Anti-inflammatory properties: The anti-inflammatory effects of Shea butter have been demonstrated through inhibition of Inos, Cox-2, and Cytokines via the Nf-Kb pathway in Lps-Activated J774 Macrophage cells [58]. Loden and Andersson [57] also showed that Shea butter will reduce reaction to skin irritants. Hee [46] found α-amyrin to be the most dominant triterpene in Shea butter’s unsaponifiable fraction. Bioactivities of α-amyrin have been studied especially with α-amyrin extracted from Protium kleinii, a plant used in Brazillian folk medicine belonging to Burseraceae family.

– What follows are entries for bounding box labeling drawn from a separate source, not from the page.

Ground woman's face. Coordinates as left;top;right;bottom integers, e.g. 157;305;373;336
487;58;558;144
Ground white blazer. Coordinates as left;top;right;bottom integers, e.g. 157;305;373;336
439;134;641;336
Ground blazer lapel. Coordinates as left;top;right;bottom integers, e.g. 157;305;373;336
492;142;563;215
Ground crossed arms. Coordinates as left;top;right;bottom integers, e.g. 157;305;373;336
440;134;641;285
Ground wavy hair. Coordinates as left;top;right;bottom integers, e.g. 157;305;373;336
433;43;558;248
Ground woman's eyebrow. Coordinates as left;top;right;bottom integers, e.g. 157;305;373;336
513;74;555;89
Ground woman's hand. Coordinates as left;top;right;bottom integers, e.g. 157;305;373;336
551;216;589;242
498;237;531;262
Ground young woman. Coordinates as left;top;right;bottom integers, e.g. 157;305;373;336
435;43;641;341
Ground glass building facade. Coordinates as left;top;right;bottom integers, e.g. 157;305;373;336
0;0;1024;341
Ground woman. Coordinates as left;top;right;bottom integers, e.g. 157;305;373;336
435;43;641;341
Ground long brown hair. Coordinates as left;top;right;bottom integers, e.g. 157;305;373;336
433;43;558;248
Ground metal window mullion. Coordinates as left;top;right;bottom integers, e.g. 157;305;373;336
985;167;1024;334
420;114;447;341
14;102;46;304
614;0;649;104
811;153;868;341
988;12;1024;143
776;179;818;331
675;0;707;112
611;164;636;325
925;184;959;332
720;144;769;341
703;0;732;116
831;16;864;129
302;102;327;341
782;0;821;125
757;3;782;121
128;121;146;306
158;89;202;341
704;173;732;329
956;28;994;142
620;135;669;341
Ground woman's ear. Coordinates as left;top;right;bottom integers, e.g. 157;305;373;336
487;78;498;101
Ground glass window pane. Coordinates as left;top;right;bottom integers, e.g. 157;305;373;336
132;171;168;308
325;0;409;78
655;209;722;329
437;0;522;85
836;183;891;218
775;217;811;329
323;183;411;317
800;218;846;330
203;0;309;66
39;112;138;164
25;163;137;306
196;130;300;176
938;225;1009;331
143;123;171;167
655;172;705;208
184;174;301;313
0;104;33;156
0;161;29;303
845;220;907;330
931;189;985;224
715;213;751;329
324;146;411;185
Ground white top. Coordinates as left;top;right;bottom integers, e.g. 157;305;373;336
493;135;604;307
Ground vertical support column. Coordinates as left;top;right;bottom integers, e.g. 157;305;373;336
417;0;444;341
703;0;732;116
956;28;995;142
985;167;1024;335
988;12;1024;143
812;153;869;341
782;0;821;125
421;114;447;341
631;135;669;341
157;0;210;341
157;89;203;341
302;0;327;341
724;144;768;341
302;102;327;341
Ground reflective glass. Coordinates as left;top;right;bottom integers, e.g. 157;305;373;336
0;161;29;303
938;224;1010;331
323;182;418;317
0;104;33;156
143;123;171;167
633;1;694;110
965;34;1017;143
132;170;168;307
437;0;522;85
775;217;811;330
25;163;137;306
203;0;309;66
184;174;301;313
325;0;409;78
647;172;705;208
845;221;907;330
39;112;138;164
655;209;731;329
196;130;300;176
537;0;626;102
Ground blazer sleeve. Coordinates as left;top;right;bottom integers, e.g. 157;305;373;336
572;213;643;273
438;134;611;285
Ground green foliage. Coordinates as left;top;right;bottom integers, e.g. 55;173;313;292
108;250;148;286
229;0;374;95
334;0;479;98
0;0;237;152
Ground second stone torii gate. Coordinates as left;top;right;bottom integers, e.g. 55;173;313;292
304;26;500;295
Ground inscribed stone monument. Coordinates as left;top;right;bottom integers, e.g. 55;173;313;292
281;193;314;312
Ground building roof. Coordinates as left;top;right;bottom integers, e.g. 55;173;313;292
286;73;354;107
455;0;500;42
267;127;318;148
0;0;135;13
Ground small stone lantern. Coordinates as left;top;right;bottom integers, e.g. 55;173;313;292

When administered, α-amyrin was reported to show dose-related antinociceptive effect against the visceral pain when mixed with β-amyrin in vivo test on mice [59]. The topical application of α-amyrin showed anti-inflammatory effects, inhibiting skin inflammatory responses such as edema formation, migration of polymorphonuclear leukocyte, and increase in tissue IL-1β levels [60]. Another study on the anti-inflammatory effect of α-amyrin and β-amyrin of Protium heptaphyllum and the result showed they retarded acute inflammation in rat model of periodontitis [61].

Effect on cholesterol metabolism: Shea butter has been reported to be used by a pharmaceutical company, BSP Pharma, to lower cholesterol levels [62]. Tholstrup and co workers [63] observed a reduction of total cholesterol and low density lipoprotein (LDL) by Shea butter administration and attributed the antihypercholesterolemic effect to the high stearic acid content of Shea butter. In a study with rats, Akinwale and co workers [64] reported a significant reduction in High density lipoprotein (HDL), Total Cholesterol and Low density lipoprotein (LDL) when rats were fed with Shea butter. The antihypercholesterolemic effect of Shea butter was attributed to the presence of saponins in it. Saponin which is present in the unsaponifiable fraction of Shea butter [34-36] has been reported by several authors to lower serum cholesterol by forming mixed micelles with cholesterol and bile acids in the intestine thereby inhibiting its absorption and increasing its excretion [65-69].

Allergy: Although, Shea nut is distantly related to Brazil nut [70] which cross-reacts with almond, hazelnut, walnut, and peanut [71], there are no reports of allergy reaction owing to the topical or oral use of Shea butter. Furthermore, Kanwaljit and co workers [29] reported that Shea butter contains no IgE-binding soluble proteins and reassures that Shea butter is safe for use even for individual with nut allergy. Conversely, Wiedner [72] found that pharmaceutical composition containing at least 5% of Shea butter’s triterpenes such as butyrospermol, lupeol, parkeol, germanicol, dammaradienol, 24-methylene-dammarenol, and α, and β-amyrins effectively suppresses hypersensitivity reaction in a mammal such as Immunoglobulin E (IgE)-mediated allergic reactions and autoimmune reactions in a mammal.

Effect on protein metabolism: In a study with rats, Malachi [73] observed a decrease in total protein concentrations of the hepatic and renal tissues as well as the serum following the administration of Shea butter based diet. The decrease was attributed to the presence of saponin, which have been reported reduce protein digestibility by the forming sparingly digestible saponin-protein complexes in the intestine [74,75]. However, Belewu and Yahaya [76] reported that there was no digestive disturbance in feeding goats with Shea butter cake after observing a significant increase in crude protein digestibility in goats fed with Shea butter cake against control goats fed with soybeans cake. Furthermore, Akinwale and co worker [64] suggested that the decrease in serum albumin level following the feeding of rats with Shea butter based diet is as a result of utilization of Albumin in the transport of free fatty acids resulting from lipolysis from adipocytes.